REPORT finds more fatalities in backyard playgrounds than public facilities for children

Thursday, August 2nd 2001, 12:00 am
By: News On 6

WASHINGTON (AP) _ More children die in accidents on backyard playgrounds than public ones, according to a government report that recommends safety measures for parents.

The biggest killers are rope swings and other cords that can cause strangulation, the Consumer Product Safety Commission found in a review released Thursday.

About 90 of the 147 playground deaths from 1990 through August 2000 occurred at home, the commission said. Three-fourths of home deaths were caused by ropes and half of all deaths involved them, the report found. Other causes were falls and equipment collapses.

In 1998 the commission revised playground safety standards and added new requirements for ropes.

Darell Hammond, co-founder of the nonprofit organization Kaboom!, said parents may have noticed public playgrounds getting safer and added: ``The sad fact is they have not been taking that information home.''

Parents should follow safety tips like adding wood chips or mulch to areas and diligently supervising youngsters, he said.

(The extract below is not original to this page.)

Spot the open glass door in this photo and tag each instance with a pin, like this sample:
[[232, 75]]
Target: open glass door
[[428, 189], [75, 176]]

``You don't want your background playground to be like a television set. It's not a baby sitter,'' Hammond said.

The report covered accidents involving children under age 15. About 40 percent of children injured at home were under age 5, compared to about a third of those hurt on public playgrounds, it found.

Playground accidents are a leading cause of injuries to children. In 1999, more than 200,000 children suffered playground-equipment injuries, including about 47,000 on home playgrounds.

``Children should be out on the playground where they belong, not in the hospital emergency room,'' said Ann Brown, chairman of the commission.

The report also tracked nonfatal accidents. It found about half of all playground injuries to children under age 5 involved their head or face, compared to fewer than a third of older children.

The most common injury on manufactured equipment was a broken bone (39 percent), followed by a cut (22 percent), abrasion (20 percent) and sprain (11 percent), the commission said.

The report said parents should use at least 9 inches of mulch or shredded rubber for play equipment that is up to 7 feet high. They also should check for sharp edges or hooks on play sets and install protective surfacing at least 6 feet in all directions from equipment, the report said.